J.R. Simmons, president of the Kirkland-based consultant COMgroup, made the financial case for an "on-premise" system, in which the computer server is owned and operated by the county. He told the council that cloud-based systems are less expensive only in the short run and make economic sense for systems smaller than what the county needs.
Browne asked for an extension of the deadline for telecommunications companies to submit proposals to the county, although the council took no action on an extension. The deadline is July 1.
"I want to make sure we've got adequate time to attract the best bidders possible, so we get both the best technological solution and the best price," Browne said.
Perry Rice, the county's information technology manager, said Browne had a point.
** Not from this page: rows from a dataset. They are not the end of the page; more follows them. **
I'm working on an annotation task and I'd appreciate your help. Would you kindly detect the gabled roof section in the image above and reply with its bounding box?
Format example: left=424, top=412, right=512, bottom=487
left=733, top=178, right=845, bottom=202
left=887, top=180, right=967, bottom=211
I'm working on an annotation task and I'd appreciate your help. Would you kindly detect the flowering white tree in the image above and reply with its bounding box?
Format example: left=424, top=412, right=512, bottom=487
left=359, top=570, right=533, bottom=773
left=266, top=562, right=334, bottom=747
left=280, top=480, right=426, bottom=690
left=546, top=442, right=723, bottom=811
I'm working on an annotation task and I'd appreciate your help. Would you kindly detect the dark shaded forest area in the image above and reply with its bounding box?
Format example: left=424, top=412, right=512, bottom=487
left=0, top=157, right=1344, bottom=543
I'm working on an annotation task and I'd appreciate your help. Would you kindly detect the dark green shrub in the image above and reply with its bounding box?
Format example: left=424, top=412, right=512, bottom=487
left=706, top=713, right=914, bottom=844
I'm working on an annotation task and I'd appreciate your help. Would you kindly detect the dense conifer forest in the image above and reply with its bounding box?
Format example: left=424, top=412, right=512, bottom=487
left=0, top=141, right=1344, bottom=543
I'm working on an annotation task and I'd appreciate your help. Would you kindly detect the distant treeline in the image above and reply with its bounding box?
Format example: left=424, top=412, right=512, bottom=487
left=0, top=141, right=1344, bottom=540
"There's a lot of advantages to having a cloud-based system," Rice said. "It keeps the infrastructure current because you get these technology refreshes every couple of years, but we have to make sure it scales to the size and complexity of our organization."
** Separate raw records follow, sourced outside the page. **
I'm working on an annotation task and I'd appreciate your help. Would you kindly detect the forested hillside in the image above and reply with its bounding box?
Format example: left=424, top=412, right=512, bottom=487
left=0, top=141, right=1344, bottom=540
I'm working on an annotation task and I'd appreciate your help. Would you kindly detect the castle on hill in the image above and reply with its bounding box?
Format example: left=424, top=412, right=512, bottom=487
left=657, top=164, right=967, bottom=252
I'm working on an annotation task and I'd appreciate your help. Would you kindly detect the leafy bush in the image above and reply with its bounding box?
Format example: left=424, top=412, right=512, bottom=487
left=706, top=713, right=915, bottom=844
The phone system will include 1,170 lines for all employees who have phones at their desks, as well as lines for fax machines, conference rooms, security alarms and other uses.
Instead of pressing for the extension, Browne ultimately asked county staff for information he could pass along to telecommunications companies he knew that were unaware of the county's planned upgrade.
The new system is sorely needed and has been for a long time, said council member and former county executive Pete Kremen. The phones were already obsolete, Kremen said, when he took over as executive in January 1996.
"I want to be able to go forward, have a system that is adaptable to continue to be state-of-the-art for years to come," he said.
Simmons said ongoing upgrades, even on a county-owned system, are easier now that they simply require software changes, not new equipment. Those upgrades are included in the $108,000 in projected annual maintenance costs, he said.
Although the county has more than $2.2 million in a fund to pay for installation of the new phones, the system could cost less. The amount set aside includes a 10 percent add-on for unforeseen costs. Based on early communications, county staff say several bidders will compete for the job.
"Hopefully the solution is well under the budget amount," Simmons said.
The county has been saving money in departments such as finance, IT and human resources, enabling it to afford the new phones without raising taxes, said current Executive Jack Louws.
"I'm pleased with the fiscal restraint our leaders and departments have exhibited in the last few years," he said in a prepared statement. "It's given us the ability to present and maintain a fiscally sustainable budget while making improvements to our efficiency by upgrading our technological infrastructure."